Today, participation in the commercial paper money markets is centered on the purchase and sale of paper with the shortest maturities to the degree that 31% of the portfolios of US Prime money market funds are overnight loans. 

The action, and lack thereof, in the CPMMs hardly amounts to “targeting” the EU, or “sending a warning” regarding a policy disagreement.  It represents the poor condition of the US and EU banks, the mountains of non-performing assets, and the emptying of the public treasuries to support the insolvent banks.  

Moreover, the European Union banks are practicing the very same credit withdrawal against each other.   For the 4th quarter 2011, The Bank of International Settlements (that executive committee formed by the Reichsbank in which it would meet with its friendly correspondent banks in belligerent countries during WW2?  In order to manage its international holdings and ensure the uninterrupted flow of profits from companies in Latin America, the US, the UK?  The very same) reported that interbank lending declined by $637 billion, 60% of which was the result of reduced cross-border lending by European Union banks. 

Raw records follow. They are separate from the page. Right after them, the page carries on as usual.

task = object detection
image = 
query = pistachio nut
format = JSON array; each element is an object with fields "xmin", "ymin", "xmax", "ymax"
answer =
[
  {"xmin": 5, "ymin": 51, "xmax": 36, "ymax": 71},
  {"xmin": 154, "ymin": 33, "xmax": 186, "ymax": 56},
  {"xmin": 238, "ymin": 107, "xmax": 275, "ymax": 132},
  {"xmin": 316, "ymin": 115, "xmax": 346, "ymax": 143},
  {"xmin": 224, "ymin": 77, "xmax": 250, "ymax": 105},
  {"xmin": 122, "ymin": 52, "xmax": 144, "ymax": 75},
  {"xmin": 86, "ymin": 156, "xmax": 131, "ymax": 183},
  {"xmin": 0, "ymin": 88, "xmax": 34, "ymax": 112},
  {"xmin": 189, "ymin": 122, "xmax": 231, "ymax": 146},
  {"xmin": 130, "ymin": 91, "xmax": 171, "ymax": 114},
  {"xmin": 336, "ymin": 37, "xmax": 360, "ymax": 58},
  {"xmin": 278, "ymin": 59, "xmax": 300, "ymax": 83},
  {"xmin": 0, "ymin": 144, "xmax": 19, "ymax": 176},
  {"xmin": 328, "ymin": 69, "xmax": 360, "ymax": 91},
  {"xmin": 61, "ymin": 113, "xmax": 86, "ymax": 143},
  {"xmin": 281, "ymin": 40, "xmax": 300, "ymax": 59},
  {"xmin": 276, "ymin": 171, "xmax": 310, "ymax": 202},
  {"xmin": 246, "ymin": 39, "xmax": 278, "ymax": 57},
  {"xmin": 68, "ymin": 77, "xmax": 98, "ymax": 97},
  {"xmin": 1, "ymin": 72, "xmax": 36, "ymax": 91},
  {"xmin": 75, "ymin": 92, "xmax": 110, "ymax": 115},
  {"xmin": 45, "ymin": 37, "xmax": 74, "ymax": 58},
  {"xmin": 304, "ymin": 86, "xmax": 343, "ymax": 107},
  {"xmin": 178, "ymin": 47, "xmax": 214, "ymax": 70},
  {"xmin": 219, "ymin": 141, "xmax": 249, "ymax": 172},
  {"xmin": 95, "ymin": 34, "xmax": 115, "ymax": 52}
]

Flogging the dead horse of “fictitious capital,” the author claims:

Behind this confrontation, we see the outlines of an unavoidable next phase:  the devalorization of the enormous mass of fictitious capital (Marx) which has accumulated over the cycle of more than 30 years of growth based on debt.

First off, the 30 years of growth in the capitalist economy has not been based on debt.  It has been based on reducing wages, shrinking unit labor costs, liquidating pensions and benefits of the workers and taking that liquidation right to the bottom line as profits, and substantial gains in labor productivity.  The devaluation that is going on is not the devaluation of “fictitious capital” per se.  This process is not confined to credit instruments, debt obligations, but rather involves the very real and very deep devaluation of capital, of the living and accumulated components of capital.  Precisely because this is not a liquidity issue, but one of reproduction, the “crisis” is inadequate to that task and capitalism against must and will attempt to drive wages below the cost of the reproduction of labor and destroy the means of production.   

The presentation of the last 30 years as one that can be apprehended by the notion of “fictitious capital” has produced its complementary opposite, fictitious Marxism. 

The momentary divisions, disagreements of the capitalists are insignificant and irrelevant to the unity, the totality of capital’s opposition to human labor.